The Hue/Oozie editor creates the following workflow.xml file:

 

<workflow-app name="TeraGen_-_TeraSort_-_TeraValidate" xmlns="uri:oozie:workflow:0.5">
  <start to="spark-0883"/>
  <kill name="Kill">
    <message>Action failed, error message[${wf:errorMessage(wf:lastErrorNode())}]</message>
  </kill>
  <action name="spark-f631">
    <spark xmlns="uri:oozie:spark-action:0.1">
      <job-tracker>${jobTracker}</job-tracker>
      <name-node>${nameNode}</name-node>
      <master></master>
      <mode></mode>
      <name>TeraSort</name>
        <class>com.github.ehiggs.spark.terasort.TeraSort</class>
      <jar>/user/hue/oozie/workspaces/hue-oozie-1450123297.08/lib/spark-terasort.jar</jar>
        <spark-opts>--jars /user/hue/oozie/workspaces/hue-oozie-1450123297.08/lib/spark-terasort.jar</spark-opts>
        <arg>/user/davidw/terasort-benchmark.in</arg>
        <arg>/user/davidw/terasort-benchmark.out</arg>
    </spark>
    <ok to="spark-504c"/>
    <error to="Kill"/>
  </action>
  <action name="spark-0883">
    <spark xmlns="uri:oozie:spark-action:0.1">
      <job-tracker>${jobTracker}</job-tracker>
      <name-node>${nameNode}</name-node>
      <prepare>
        <delete path="${nameNode}/user/davidw/terasort-benchmark.in"/>
        <delete path="${nameNode}/user/davidw/terasort-benchmark.out"/>
        <delete path="${nameNode}/user/davidw/terasort-benchmark.validate"/>
      </prepare>
      <master></master>
      <mode></mode>
      <name>TeraGen</name>
        <class>com.github.ehiggs.spark.terasort.TeraGen</class>
      <jar>/user/hue/oozie/workspaces/hue-oozie-1450123297.08/lib/spark-terasort.jar</jar>
        <spark-opts>--jars /user/hue/oozie/workspaces/hue-oozie-1450123297.08/lib/spark-terasort.jar</spark-opts>
        <arg>1g</arg>
        <arg>/user/davidw/terasort-benchmark.in</arg>
    </spark>
    <ok to="spark-f631"/>
    <error to="Kill"/>
  </action>
  <action name="spark-504c">
    <spark xmlns="uri:oozie:spark-action:0.1">
      <job-tracker>${jobTracker}</job-tracker>
      <name-node>${nameNode}</name-node>
      <master></master>
      <mode></mode>
      <name>TeraValidate</name>
        <class>com.github.ehiggs.spark.terasort.TeraValidate</class>
      <jar>/user/hue/oozie/workspaces/hue-oozie-1450123297.08/lib/spark-terasort.jar</jar>
        <spark-opts>--jars /user/hue/oozie/workspaces/hue-oozie-1450123297.08/lib/spark-terasort.jar</spark-opts>
        <arg>/user/davidw/terasort-benchmark.out</arg>
        <arg>/user/davidw/terasort-benchmark.validate</arg>
    </spark>
    <ok to="End"/>
    <error to="Kill"/>
  </action>
  <end name="End"/>
</workflow-app>

 

 

1 ACCEPTED SOLUTION

avatar
Contributor

I was able to rebuild the Oozie job and make it work, although I really don't know what is different.

 

I built the job in sequence this time, so that the steps are listed in-sequence in the XML file.  

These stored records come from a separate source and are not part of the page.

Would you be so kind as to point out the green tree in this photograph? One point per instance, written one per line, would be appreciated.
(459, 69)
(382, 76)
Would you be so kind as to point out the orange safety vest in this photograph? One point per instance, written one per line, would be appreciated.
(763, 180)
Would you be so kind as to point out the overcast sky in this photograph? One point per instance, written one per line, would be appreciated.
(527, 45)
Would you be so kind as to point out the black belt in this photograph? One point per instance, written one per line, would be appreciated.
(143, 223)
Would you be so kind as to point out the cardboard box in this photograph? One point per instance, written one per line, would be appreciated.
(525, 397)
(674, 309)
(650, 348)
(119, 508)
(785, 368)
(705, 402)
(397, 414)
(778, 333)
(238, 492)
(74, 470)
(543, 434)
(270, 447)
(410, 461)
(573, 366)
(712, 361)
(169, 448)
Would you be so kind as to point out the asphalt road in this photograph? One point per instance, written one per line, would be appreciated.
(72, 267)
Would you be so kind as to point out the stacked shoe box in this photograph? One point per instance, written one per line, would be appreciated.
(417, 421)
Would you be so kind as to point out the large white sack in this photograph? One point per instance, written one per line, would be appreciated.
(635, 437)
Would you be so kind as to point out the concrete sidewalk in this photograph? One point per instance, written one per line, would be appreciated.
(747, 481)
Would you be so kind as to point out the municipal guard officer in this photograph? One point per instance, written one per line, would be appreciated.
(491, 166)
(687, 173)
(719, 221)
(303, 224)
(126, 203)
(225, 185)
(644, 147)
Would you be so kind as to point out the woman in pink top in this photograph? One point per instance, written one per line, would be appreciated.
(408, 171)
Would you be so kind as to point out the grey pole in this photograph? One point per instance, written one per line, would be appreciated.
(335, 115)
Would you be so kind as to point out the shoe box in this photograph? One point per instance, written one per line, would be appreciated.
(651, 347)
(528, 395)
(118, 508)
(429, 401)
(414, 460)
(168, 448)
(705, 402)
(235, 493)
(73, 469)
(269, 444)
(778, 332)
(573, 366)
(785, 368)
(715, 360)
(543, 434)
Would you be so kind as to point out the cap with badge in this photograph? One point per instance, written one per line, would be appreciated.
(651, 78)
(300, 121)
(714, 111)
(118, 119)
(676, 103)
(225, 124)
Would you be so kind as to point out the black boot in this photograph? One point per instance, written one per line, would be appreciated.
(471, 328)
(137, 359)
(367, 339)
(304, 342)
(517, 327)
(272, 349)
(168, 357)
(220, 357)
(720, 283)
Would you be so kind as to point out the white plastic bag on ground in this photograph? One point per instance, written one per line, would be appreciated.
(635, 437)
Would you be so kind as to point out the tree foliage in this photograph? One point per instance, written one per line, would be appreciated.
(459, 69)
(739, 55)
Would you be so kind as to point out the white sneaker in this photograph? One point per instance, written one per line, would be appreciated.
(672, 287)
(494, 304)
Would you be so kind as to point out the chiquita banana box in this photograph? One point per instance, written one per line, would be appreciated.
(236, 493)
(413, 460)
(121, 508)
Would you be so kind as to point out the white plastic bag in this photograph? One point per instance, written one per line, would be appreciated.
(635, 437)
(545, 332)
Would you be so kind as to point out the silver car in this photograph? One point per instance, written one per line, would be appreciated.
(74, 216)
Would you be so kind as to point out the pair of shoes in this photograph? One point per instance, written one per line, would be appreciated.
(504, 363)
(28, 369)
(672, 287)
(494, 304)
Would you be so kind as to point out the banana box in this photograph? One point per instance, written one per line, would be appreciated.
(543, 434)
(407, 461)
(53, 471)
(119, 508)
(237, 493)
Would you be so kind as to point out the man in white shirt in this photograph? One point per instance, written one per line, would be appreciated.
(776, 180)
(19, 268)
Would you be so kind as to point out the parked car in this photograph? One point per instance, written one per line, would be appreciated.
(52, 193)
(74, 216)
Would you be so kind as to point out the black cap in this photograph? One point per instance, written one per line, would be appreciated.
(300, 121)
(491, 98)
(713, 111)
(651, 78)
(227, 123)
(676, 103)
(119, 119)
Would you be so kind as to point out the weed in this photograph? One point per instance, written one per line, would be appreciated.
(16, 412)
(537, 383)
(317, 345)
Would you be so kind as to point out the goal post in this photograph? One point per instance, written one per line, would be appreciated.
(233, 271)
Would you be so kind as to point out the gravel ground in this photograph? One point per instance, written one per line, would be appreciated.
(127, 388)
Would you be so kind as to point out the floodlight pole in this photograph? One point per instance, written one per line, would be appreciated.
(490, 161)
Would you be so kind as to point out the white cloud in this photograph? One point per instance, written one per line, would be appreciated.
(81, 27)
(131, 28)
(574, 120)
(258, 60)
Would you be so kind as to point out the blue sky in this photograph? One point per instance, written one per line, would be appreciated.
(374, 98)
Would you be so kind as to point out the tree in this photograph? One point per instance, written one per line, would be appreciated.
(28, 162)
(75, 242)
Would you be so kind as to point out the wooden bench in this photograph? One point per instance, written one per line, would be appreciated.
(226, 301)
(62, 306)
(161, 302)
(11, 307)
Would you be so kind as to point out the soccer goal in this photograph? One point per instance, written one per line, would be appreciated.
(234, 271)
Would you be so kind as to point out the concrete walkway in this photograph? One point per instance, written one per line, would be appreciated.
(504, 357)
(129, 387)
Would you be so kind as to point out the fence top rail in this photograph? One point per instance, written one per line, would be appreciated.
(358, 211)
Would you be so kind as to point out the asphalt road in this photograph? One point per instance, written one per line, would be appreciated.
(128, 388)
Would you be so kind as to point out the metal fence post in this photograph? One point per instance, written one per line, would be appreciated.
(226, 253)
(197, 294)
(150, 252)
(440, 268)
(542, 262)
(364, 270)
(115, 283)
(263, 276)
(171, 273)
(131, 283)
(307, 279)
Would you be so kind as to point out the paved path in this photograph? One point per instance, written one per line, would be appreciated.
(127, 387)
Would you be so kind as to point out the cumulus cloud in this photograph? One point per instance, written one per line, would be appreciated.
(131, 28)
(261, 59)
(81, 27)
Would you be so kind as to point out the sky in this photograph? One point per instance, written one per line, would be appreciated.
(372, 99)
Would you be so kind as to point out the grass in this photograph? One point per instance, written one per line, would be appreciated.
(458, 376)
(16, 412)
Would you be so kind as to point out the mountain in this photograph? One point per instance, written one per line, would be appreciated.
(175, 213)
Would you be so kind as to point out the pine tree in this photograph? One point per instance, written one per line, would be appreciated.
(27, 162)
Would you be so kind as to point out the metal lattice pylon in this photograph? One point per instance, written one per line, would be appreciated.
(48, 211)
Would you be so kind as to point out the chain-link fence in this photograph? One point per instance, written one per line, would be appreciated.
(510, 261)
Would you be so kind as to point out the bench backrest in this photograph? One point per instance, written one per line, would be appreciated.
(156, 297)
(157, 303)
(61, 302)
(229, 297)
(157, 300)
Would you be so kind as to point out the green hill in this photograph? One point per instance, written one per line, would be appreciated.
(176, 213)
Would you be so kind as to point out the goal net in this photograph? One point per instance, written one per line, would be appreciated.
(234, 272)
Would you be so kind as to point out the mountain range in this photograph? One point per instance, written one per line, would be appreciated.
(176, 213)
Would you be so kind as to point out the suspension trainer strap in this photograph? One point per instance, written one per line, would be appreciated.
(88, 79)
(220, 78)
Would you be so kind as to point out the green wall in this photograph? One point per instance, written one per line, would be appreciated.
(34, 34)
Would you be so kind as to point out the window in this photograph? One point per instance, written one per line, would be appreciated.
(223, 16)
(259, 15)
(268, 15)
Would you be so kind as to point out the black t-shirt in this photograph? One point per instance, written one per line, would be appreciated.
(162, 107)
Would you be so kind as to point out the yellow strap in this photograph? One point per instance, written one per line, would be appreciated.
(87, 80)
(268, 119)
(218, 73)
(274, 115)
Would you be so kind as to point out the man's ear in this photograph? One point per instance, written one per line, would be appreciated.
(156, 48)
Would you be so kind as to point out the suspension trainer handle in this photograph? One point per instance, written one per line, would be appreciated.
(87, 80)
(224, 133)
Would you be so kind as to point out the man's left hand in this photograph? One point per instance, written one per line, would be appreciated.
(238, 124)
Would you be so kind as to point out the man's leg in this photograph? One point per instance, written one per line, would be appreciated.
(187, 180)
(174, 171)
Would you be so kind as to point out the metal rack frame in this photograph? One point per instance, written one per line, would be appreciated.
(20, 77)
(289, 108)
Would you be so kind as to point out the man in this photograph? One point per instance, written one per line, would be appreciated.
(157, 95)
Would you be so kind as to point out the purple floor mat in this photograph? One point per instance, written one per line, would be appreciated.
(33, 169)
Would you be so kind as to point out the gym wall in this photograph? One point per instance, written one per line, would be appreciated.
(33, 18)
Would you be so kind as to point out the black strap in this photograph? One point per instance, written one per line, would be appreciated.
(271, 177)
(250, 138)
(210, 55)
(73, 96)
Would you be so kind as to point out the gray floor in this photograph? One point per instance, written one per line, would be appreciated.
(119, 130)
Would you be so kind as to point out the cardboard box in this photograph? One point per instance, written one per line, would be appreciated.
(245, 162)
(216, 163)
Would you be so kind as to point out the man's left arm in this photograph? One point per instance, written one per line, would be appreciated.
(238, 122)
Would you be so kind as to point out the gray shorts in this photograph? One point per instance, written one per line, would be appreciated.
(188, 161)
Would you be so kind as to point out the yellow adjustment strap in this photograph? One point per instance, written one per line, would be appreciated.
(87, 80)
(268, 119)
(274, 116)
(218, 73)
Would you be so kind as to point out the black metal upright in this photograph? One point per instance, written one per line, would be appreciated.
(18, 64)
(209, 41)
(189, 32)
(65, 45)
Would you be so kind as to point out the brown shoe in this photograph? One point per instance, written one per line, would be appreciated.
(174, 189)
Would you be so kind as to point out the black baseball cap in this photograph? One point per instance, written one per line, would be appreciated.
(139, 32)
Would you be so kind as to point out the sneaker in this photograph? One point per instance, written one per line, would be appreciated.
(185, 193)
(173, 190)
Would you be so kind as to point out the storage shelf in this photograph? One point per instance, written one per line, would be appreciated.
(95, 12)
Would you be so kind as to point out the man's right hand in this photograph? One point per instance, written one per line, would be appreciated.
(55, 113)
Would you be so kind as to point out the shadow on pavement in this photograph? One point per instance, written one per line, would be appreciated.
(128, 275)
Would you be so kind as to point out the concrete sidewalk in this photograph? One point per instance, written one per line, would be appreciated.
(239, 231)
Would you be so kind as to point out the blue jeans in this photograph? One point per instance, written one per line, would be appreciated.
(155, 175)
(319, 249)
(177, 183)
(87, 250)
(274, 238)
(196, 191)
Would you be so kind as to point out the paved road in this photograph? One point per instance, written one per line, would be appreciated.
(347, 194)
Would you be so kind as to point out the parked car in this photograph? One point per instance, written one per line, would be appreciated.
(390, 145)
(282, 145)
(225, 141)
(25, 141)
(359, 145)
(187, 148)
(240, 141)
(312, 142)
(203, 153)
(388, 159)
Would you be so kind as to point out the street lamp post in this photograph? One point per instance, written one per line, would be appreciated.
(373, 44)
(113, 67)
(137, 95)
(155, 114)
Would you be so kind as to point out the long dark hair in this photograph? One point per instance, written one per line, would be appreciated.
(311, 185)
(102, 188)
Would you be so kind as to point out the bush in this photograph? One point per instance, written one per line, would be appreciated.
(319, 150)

I also built the job steps to reference the lib directory in the job's path.

I had previously had success with explicit references, but these didn't seem necessary.  

I moved the prepare steps to a point right before they were needed instead of all on the first step.

I eliminated the output directory definition for TeraValidate because it doesn't seem to be used.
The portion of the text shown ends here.